THE LOAN SYNDICATIONS and Trading Association (“LSTA”) is preparing to implement a trade termination mechanism for distressed trades, called “buy-in/sell-out” or “Distressed BISO,” designed to give a performing party leverage over a nonperforming party to move a stalled trade toward settlement. BISO is already in place for par trades, but required substantial adaptation for use in distressed trades.1

The proposed Distressed BISO mechanism, which is expected to become effective in early September, sets forth a procedure by which a performing party can terminate a trade, proceed on a similar trade with a third party (the “cover trade”), and then potentially require the non-performing party or performing party to compensate the other party for any difference in purchase rate, as no party is intended to profit from Distressed BISO. Distressed BISO is drafted to put the parties in the same economic position as they would have been had the trade settled. As proposed, buyer and seller, by agreeing to use LSTA distressed trade documents, agree to be bound by the LSTA Standard Terms and Conditions, which will include the Distressed BISO once implemented.

Although there are several iterations of the Distressed BISO timeline, depending on, for example, whether the buyer or seller is drafting the settlement documents, the general rule is that Distressed BISO becomes available fifty days after the trade date (the “trigger date”). The trigger date can be extended by up to ten or twenty days for a number of reasons, for example, if the seller delivers the upstreams to the drafting buyer within ten days of the trigger date.

To exercise its right to use Distressed BISO, the performing party sends the non-performing party a notice after the trigger date (the “BISO Notice”). To prevent the performing party from commencing a cover trade, the non-performing party then has twenty days to perform (the “cure period”). If the non-performing party does not comply with its obligations by the end of the cure period, the performing party has ten days from the end of the cure period to find an alternative party with which to enter the trade (the “cover period”), i.e., to “buyin” or “sell-out.” When the buyer enters a cover trade, the non-performing seller shall pay to the buyer the amount by which the cover price exceeds the price of the original trade or, if the cover price is less, the buyer shall pay the net amount to the seller. Conversely, when the seller enters a cover trade, the non-performing buyer shall pay to the seller the amount by which the cover price is less than the price of the original trade or, if the cover price is more, the seller shall pass on the difference to the buyer.

Below are a few other key features of the proposed Distressed BISO:

  • Distressed BISO is only available for trades that are to settle by legal transfer, i.e., assignment, but not for trades that were to settle as participations on the trade date.
  • Failing to execute and deliver a trade confirmation prior to the trigger date could give rise to a BISO Notice. The LSTA explains in footnote six to the exposure draft that a performing party should consider the appropriateness of using Distressed BISO if it has received written objection from the non-performing party as to a material term of the trade confirmation, the applicability of the LSTA Standard Terms and Conditions or the applicability of Distressed BISO to that trade.

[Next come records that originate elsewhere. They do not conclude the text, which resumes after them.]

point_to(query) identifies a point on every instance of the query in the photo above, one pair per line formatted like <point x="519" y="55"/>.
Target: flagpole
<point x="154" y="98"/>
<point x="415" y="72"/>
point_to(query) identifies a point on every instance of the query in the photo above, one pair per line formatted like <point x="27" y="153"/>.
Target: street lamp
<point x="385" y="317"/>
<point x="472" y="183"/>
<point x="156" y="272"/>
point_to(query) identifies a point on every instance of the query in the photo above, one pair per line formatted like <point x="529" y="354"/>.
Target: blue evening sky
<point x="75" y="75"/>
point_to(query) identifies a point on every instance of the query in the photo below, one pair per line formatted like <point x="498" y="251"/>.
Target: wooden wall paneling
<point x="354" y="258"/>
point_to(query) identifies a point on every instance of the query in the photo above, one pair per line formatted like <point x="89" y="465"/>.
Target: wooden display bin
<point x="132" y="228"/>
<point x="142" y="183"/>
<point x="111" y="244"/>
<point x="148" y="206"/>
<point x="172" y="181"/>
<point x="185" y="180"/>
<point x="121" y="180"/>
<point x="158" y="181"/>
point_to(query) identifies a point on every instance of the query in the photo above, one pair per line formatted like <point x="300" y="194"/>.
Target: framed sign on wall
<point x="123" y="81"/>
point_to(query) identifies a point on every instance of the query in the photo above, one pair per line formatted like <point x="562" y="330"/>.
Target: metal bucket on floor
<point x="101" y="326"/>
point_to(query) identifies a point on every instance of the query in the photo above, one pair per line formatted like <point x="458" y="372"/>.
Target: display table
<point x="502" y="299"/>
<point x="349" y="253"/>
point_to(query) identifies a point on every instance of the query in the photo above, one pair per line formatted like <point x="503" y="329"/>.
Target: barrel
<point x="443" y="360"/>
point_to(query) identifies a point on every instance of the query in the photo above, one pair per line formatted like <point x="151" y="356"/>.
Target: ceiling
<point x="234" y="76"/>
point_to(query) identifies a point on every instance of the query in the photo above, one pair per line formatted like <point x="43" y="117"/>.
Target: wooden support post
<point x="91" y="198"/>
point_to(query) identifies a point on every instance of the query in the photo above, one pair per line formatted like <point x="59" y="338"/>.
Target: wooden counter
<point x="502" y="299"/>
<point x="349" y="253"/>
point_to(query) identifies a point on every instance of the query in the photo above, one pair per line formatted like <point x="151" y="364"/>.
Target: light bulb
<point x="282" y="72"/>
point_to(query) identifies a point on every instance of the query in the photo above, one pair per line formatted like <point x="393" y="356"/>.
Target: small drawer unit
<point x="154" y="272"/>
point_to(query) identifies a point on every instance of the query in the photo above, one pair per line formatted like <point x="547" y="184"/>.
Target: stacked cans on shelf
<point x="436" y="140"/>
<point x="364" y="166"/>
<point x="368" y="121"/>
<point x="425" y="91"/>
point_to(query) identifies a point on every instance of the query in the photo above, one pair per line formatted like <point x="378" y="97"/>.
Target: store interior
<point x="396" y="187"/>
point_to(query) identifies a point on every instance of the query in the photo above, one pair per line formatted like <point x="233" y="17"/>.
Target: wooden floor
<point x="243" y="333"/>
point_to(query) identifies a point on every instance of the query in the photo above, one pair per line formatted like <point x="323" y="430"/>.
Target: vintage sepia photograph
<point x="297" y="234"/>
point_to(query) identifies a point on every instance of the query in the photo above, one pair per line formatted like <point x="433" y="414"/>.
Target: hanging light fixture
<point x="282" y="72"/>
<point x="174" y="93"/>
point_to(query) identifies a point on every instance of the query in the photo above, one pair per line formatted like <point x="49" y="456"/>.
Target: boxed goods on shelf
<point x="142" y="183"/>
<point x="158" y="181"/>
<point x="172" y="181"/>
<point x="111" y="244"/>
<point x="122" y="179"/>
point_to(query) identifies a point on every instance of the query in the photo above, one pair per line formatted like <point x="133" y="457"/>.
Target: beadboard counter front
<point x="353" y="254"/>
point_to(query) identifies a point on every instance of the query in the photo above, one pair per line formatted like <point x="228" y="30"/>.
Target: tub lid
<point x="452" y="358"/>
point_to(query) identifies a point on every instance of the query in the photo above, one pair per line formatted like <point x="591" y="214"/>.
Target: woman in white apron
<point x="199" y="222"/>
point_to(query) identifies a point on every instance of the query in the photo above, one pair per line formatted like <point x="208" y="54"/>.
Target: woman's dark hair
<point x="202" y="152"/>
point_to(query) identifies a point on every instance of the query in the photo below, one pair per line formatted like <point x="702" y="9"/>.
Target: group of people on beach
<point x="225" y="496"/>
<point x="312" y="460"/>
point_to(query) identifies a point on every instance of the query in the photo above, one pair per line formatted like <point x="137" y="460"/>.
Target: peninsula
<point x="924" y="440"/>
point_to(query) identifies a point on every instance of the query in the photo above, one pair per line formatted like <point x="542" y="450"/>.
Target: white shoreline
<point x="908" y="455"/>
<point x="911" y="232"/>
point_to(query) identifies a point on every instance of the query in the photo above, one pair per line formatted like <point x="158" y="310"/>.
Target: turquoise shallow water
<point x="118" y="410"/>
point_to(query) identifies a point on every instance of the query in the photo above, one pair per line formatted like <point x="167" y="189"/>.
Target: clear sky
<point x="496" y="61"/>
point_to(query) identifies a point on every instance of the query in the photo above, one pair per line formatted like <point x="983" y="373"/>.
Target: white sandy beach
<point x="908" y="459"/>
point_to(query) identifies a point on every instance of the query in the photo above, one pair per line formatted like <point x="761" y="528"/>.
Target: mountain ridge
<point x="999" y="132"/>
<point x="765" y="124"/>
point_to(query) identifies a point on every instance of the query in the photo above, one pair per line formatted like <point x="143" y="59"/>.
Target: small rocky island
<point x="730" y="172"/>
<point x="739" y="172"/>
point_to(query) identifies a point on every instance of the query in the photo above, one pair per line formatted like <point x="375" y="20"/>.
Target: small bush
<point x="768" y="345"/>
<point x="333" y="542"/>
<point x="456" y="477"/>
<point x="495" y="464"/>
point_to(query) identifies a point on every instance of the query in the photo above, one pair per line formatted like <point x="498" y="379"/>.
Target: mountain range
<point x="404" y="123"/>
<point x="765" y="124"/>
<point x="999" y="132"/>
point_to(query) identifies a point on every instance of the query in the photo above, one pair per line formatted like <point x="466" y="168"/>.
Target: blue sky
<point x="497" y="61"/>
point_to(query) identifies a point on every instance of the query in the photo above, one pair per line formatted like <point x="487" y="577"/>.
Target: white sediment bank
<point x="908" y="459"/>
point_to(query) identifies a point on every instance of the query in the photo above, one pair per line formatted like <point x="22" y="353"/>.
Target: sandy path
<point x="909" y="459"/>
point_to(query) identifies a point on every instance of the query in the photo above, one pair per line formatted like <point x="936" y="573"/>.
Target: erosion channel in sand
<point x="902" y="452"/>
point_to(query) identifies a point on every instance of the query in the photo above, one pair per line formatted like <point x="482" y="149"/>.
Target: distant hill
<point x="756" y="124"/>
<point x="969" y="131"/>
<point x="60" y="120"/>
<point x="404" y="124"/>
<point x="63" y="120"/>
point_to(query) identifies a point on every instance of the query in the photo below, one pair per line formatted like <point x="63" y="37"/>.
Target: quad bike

Key features of the proposed Distressed BISO continued:

  • If a seller’s non-performance is due to an upstream issue beyond the non-performing party’s control, the seller, as non-performing party, might be eligible to “shield” itself from Distressed BISO by delivering to the buyer copies of the upstream confirmation, with rate and purchase price redacted, and certifying in writing that the upstream confirmation will not be used as inventory for another trade, that the seller will attempt to settle on the upstream confirmation, and that the seller will use Distressed BISO if the upstream counterparty is non-performing (the “upstream shield”). Upstreams confirmations used in the upstream shield must have trade dates not later than five business days after the trade date of the current trade at issue.
  • If the performing party fails to effect a cover trade during the cover period, the performing party may not use Distressed BISO again for that trade.
  • Although Distressed BISO is not intended to have any economic impact for either party, the non-performing party will be liable for up to $5,000 in legal fees associated with the trade.
  • For drafts of documents to qualify a party as “performing,” the drafts must be in “reasonably acceptable form.” Documents can be in reasonably acceptable form even if they include blanks with respect to information to be provided by the nondrafting party. No further clarification on what is reasonably acceptable is provided in the Distressed BISO draft.
  • If there is a dispute as to the reasonableness of the price of the cover trade, the dispute is referred to a three-member arbitration panel comprised of LSTA Board of Directors members for a binding determination.
  • Currently under consideration, and the cause for the delayed effective date of Distressed BISO, is a proposal by LSTA board members that, once the parties have agreed on the settlement documents, the drafting party must deliver executed settlement documents within 10 days after the trigger date in order to maintain its performing party status and avoid a BISO Notice.

Given the added complexity of distressed trades, Distressed BISO will be more complicated than the BISO mechanism currently in place for par trades, and it may take time for the distressed debt market to fully understand and embrace Distressed BISO.